The Real "Last Samurai," Sort Of

A Semi-Justified Trope

The amusing yet instructive website “tvtropes.org” serves as an encyclopedia of known tropes used in TV, books and movies. What is a trope? It's something in between an archetype and a stereotype. A trope is a story pattern or character type used over and over again in fiction. One of the tropes described on the site is “Mighty Whitey,” the trope exemplified by Tom Cruise's character in “The Last Samurai.” Mighty Whitey goes into an exotic yet bad-ass foreign culture of Noble Savages, comes to identify with their plight, and ends up becoming their warlord or god-king or their savior somehow, or just proves that he is even more noble and savage than they are. (For other examples of Mighty Whitey, see “Avatar” and “Dances With Wolves.”)

The website also discusses the concept of “Justified Trope,” in which a seemingly implausible trope actually has at least a little basis in fact. For example, there were actually a number of cases in which European adventurers went into remote areas and became members of the local tribe or even warlords, as in the real story on which “The Man Who Would Be King” (a classic example of Mighty Whitey) was based.

 

Similarly, there really was a case of a Westerner going to Japan in the 19th century, becoming a genuine samurai, and fighting for the old ways of the samurai class against the modernizing forces of the Meiji Restoration.
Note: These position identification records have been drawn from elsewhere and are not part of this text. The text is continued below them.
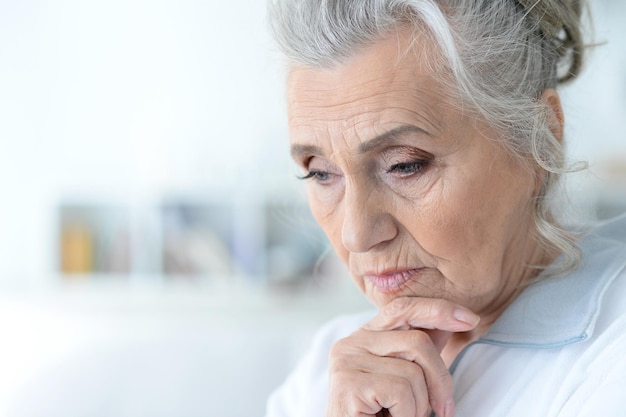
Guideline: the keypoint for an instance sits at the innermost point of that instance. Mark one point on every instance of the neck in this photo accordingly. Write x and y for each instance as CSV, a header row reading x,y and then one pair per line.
x,y
516,277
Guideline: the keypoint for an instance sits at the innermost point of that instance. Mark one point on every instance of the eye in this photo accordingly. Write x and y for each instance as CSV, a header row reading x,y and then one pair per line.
x,y
406,169
318,176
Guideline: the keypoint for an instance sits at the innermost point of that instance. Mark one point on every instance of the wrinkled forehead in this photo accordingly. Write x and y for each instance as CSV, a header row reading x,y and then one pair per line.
x,y
390,81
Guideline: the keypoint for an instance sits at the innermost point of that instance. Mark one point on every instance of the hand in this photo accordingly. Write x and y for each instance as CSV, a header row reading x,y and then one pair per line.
x,y
392,366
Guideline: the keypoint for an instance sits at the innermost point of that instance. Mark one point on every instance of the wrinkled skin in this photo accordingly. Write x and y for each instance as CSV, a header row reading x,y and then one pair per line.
x,y
432,218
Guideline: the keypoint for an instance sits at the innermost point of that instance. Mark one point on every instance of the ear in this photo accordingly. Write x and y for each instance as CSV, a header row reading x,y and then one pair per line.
x,y
557,121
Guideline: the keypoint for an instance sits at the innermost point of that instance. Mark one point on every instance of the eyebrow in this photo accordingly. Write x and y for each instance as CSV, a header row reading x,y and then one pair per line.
x,y
379,141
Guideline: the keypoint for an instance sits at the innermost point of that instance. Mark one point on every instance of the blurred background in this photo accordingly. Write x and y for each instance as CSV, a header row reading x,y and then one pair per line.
x,y
156,254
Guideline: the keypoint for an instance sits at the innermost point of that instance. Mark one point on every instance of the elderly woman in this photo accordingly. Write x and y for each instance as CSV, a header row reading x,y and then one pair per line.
x,y
430,134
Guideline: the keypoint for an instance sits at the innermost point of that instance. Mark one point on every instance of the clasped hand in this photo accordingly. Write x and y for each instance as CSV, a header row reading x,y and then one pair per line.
x,y
392,366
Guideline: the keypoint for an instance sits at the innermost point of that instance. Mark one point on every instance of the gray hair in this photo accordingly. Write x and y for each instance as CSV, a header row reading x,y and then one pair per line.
x,y
502,54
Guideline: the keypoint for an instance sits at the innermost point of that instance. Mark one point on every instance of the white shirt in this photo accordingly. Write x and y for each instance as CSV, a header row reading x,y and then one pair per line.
x,y
559,350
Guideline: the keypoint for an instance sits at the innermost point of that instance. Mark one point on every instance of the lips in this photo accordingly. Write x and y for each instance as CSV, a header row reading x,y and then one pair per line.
x,y
393,281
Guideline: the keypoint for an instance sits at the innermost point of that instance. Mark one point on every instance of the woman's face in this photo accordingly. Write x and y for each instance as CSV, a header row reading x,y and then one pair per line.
x,y
412,195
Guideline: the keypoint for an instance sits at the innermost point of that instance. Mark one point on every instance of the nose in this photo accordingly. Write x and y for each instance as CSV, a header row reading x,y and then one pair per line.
x,y
366,221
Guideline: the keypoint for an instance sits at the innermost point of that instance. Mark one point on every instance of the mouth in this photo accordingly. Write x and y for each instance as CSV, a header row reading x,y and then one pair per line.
x,y
393,281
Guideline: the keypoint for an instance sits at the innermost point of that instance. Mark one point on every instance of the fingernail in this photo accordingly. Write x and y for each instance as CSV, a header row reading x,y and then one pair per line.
x,y
466,316
448,411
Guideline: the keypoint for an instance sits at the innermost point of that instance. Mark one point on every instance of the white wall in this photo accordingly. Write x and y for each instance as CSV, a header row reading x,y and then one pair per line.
x,y
129,100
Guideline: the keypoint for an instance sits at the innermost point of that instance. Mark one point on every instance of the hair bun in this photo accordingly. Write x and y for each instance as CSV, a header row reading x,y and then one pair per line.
x,y
559,22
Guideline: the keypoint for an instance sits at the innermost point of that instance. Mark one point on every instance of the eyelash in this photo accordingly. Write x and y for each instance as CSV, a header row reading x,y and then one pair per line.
x,y
406,169
316,175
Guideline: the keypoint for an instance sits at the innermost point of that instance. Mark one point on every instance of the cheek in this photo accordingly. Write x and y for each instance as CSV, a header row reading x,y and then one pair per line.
x,y
468,223
328,215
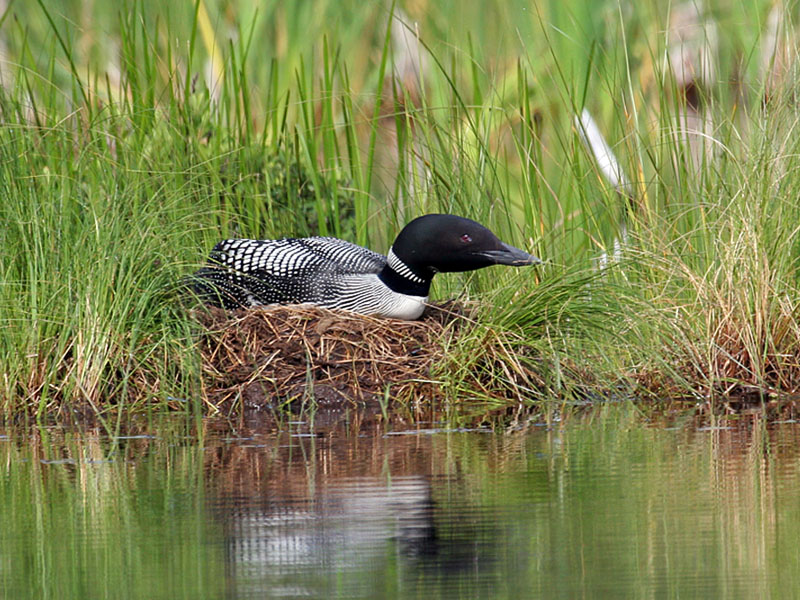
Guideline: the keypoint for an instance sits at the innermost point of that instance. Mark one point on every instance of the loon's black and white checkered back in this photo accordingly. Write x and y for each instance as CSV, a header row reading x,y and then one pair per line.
x,y
318,270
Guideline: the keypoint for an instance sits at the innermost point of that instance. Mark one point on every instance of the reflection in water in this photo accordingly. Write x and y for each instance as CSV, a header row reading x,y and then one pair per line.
x,y
605,505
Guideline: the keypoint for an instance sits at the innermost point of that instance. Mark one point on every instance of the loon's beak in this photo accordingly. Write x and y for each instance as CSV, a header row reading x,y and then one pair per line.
x,y
508,255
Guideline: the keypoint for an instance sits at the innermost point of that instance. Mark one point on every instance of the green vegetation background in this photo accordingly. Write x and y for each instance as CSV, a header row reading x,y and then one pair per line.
x,y
135,136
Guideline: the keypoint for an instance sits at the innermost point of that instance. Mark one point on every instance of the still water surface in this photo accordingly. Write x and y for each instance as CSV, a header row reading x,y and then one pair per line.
x,y
608,504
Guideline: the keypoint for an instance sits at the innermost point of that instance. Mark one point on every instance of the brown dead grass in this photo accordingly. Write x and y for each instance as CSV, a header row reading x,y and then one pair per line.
x,y
273,356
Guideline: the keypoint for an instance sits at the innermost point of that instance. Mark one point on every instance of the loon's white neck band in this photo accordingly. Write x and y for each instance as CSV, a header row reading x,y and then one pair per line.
x,y
399,267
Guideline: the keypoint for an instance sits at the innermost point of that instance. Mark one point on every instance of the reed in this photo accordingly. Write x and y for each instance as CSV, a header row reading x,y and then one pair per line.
x,y
664,204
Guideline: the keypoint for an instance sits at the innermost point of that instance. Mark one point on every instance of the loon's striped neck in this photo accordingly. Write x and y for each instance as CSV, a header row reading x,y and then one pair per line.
x,y
399,277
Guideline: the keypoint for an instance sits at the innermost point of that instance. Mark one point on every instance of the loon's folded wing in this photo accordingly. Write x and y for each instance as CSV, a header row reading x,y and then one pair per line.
x,y
245,272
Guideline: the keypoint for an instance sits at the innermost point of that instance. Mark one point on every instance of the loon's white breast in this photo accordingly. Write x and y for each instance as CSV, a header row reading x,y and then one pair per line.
x,y
333,273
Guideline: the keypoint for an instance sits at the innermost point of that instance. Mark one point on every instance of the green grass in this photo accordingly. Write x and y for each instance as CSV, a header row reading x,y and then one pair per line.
x,y
133,139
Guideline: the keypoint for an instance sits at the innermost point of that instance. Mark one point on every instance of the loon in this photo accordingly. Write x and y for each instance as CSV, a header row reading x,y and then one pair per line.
x,y
333,273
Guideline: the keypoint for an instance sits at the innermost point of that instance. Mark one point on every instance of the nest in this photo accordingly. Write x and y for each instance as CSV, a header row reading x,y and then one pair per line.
x,y
280,355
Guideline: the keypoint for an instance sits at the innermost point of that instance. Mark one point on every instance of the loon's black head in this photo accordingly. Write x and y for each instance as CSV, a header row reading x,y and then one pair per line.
x,y
447,244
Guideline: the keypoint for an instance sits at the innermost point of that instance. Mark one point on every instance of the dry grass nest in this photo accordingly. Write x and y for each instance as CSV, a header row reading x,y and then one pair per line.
x,y
274,356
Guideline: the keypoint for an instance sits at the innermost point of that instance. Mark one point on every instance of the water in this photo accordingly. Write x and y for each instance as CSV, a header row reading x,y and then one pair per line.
x,y
605,505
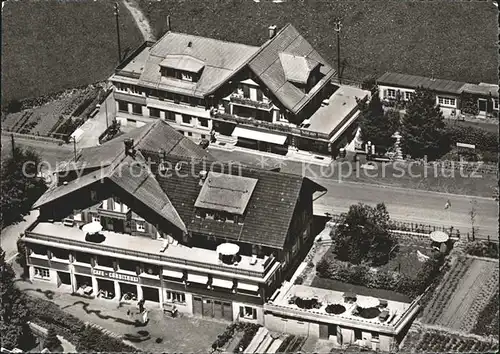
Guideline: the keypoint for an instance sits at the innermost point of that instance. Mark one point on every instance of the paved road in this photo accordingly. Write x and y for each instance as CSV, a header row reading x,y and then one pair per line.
x,y
411,205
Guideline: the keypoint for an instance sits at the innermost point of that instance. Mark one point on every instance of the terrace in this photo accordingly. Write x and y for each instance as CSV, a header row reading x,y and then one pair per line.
x,y
126,246
336,307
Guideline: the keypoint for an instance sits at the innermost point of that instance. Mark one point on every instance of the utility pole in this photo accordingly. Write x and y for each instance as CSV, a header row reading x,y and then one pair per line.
x,y
337,26
118,32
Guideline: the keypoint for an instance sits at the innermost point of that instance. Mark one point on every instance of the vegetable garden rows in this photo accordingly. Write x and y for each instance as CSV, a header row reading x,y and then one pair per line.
x,y
467,290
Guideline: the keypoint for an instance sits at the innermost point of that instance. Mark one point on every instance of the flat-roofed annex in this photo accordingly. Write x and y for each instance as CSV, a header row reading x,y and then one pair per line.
x,y
229,193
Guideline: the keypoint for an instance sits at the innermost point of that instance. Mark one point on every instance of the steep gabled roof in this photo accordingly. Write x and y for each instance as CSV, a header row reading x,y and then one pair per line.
x,y
121,169
268,67
220,61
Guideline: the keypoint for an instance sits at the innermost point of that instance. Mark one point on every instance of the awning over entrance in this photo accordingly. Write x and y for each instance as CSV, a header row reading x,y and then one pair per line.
x,y
248,287
200,279
268,137
172,273
221,283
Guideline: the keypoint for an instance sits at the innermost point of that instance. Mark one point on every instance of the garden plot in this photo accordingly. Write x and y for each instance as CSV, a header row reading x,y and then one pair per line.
x,y
464,293
433,341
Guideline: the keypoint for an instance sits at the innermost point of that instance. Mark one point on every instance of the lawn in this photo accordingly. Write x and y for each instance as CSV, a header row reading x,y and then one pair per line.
x,y
432,341
49,46
447,39
461,298
358,289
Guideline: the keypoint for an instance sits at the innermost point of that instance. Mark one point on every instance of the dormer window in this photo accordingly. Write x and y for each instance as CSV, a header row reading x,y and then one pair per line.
x,y
182,67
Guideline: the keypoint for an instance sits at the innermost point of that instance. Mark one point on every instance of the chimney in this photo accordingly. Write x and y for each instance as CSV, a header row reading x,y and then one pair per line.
x,y
272,31
168,23
129,147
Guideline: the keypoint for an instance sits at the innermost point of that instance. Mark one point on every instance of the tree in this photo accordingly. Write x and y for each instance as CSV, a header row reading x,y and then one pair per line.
x,y
52,342
376,125
363,236
14,312
423,128
473,214
20,189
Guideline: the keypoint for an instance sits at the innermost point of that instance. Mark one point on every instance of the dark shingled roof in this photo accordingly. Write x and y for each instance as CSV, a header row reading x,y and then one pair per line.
x,y
268,213
269,68
412,81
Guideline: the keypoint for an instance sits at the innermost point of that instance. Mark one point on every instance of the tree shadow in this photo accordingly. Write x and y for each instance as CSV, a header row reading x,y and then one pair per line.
x,y
98,313
49,294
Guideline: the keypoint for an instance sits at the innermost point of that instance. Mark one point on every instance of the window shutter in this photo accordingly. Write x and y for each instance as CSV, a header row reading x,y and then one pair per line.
x,y
246,91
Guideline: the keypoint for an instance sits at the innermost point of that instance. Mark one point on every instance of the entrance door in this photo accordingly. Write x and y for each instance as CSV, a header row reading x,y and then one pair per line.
x,y
208,308
218,309
197,306
227,311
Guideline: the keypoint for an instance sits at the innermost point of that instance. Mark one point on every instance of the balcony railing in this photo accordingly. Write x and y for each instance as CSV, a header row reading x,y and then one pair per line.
x,y
127,74
270,126
153,257
250,103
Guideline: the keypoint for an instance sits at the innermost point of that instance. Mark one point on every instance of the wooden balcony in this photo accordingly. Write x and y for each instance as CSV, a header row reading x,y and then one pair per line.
x,y
247,102
271,126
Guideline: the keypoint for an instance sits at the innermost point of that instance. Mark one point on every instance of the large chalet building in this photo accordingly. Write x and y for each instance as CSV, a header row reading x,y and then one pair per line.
x,y
214,239
275,97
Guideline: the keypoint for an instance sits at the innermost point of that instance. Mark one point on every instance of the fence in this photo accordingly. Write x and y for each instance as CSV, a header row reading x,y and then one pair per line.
x,y
33,137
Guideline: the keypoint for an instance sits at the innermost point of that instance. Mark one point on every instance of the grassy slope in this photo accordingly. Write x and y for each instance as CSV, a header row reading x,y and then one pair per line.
x,y
48,46
450,39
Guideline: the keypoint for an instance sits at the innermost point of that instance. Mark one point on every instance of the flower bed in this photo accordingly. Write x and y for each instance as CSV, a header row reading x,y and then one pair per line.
x,y
249,330
331,268
88,339
441,342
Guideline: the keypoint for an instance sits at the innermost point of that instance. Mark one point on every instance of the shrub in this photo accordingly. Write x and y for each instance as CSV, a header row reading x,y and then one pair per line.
x,y
52,342
482,249
93,340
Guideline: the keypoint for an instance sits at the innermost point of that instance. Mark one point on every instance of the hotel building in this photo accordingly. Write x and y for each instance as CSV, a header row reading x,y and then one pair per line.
x,y
276,97
166,208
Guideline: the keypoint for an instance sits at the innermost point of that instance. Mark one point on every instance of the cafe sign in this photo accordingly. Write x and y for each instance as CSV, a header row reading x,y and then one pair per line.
x,y
113,275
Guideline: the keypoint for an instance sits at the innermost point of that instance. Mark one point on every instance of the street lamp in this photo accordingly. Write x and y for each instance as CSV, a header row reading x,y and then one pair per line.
x,y
116,13
337,26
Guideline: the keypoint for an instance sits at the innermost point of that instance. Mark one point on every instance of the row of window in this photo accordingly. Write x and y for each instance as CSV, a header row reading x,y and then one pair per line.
x,y
218,216
443,101
162,95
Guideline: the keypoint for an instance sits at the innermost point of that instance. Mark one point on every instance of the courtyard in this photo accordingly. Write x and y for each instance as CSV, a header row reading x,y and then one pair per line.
x,y
161,333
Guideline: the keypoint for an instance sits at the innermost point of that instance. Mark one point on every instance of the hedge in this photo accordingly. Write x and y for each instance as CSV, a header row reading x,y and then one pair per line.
x,y
484,140
482,249
388,280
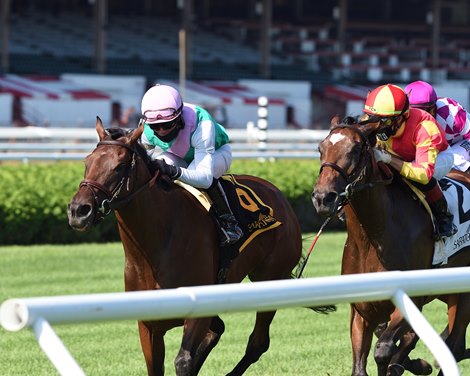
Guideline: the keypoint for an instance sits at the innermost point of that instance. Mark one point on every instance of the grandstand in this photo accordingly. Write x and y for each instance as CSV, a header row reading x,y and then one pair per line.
x,y
52,37
324,43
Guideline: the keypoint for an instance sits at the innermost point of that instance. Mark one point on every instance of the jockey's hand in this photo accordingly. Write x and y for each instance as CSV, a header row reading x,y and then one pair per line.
x,y
171,171
382,156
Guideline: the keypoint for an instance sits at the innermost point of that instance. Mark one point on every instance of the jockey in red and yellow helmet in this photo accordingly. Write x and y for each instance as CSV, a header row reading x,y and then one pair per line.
x,y
411,141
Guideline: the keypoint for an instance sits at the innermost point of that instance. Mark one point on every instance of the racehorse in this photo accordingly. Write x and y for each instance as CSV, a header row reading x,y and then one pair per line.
x,y
387,229
170,240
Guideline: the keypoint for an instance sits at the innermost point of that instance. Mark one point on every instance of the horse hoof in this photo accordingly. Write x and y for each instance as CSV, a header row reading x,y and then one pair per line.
x,y
418,367
395,370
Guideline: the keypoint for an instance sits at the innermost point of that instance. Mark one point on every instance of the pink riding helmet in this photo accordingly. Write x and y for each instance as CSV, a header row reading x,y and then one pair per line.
x,y
420,94
161,104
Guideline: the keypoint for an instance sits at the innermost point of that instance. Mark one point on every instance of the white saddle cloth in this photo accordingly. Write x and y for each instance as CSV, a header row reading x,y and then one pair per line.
x,y
458,201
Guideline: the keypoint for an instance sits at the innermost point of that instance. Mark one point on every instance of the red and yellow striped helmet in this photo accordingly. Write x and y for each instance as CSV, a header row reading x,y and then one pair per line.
x,y
386,100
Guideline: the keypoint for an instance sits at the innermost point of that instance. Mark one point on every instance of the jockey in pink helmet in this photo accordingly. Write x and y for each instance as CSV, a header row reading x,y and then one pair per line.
x,y
450,115
411,142
194,149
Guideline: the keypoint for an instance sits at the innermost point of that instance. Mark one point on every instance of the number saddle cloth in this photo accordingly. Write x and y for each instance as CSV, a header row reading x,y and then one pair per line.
x,y
253,215
457,195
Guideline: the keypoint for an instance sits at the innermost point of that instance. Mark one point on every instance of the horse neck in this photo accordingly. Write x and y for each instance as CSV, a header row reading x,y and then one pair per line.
x,y
388,220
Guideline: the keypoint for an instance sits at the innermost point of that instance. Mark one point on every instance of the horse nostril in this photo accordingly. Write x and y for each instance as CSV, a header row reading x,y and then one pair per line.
x,y
83,211
330,198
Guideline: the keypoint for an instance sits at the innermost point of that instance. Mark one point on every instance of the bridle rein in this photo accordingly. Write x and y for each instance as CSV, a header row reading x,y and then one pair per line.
x,y
356,180
112,201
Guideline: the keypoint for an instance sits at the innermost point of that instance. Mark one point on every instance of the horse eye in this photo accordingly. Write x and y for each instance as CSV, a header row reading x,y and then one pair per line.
x,y
120,167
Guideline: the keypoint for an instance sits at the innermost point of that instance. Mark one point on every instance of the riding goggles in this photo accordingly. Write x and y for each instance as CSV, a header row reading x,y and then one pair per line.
x,y
165,126
162,116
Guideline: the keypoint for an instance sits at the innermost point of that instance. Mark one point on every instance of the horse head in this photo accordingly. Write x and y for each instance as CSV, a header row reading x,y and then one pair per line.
x,y
347,161
111,171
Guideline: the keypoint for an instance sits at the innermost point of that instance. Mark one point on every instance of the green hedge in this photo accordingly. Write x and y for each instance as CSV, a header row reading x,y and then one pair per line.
x,y
34,198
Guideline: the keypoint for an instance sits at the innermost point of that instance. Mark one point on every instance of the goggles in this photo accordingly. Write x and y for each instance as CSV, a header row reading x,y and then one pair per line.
x,y
165,126
383,121
162,116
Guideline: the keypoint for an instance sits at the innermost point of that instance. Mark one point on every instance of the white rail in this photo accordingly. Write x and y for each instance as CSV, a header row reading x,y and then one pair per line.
x,y
36,143
201,301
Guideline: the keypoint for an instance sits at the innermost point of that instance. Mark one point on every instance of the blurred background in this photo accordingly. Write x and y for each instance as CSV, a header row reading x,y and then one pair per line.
x,y
65,61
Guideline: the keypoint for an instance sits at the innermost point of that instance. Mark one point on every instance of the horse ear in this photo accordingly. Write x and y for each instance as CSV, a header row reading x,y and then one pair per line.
x,y
100,129
136,133
335,120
His name was Eugene Collache, and he was a French naval officer who took the side of the Shogun in the Bakamatsu wars. He was granted a legitimate samurai rank and proceeded to go hog-wild with it, dressing as a samurai and fighting in samurai armor. Unlike Tom Cruise, though, he did not make a heroic last stand with sword in hand, survive a Gatling gun barrage, and then plead with the Emperor to maintain the culture of feudal militarism with Hollywood's strangely uncritical approval. Instead he led one of the Shogun's ships into battle, lost the battle, and escaped to France- where he was charged with desertion for joining a foreign military. Whitey, in this case, was not so mighty as all that.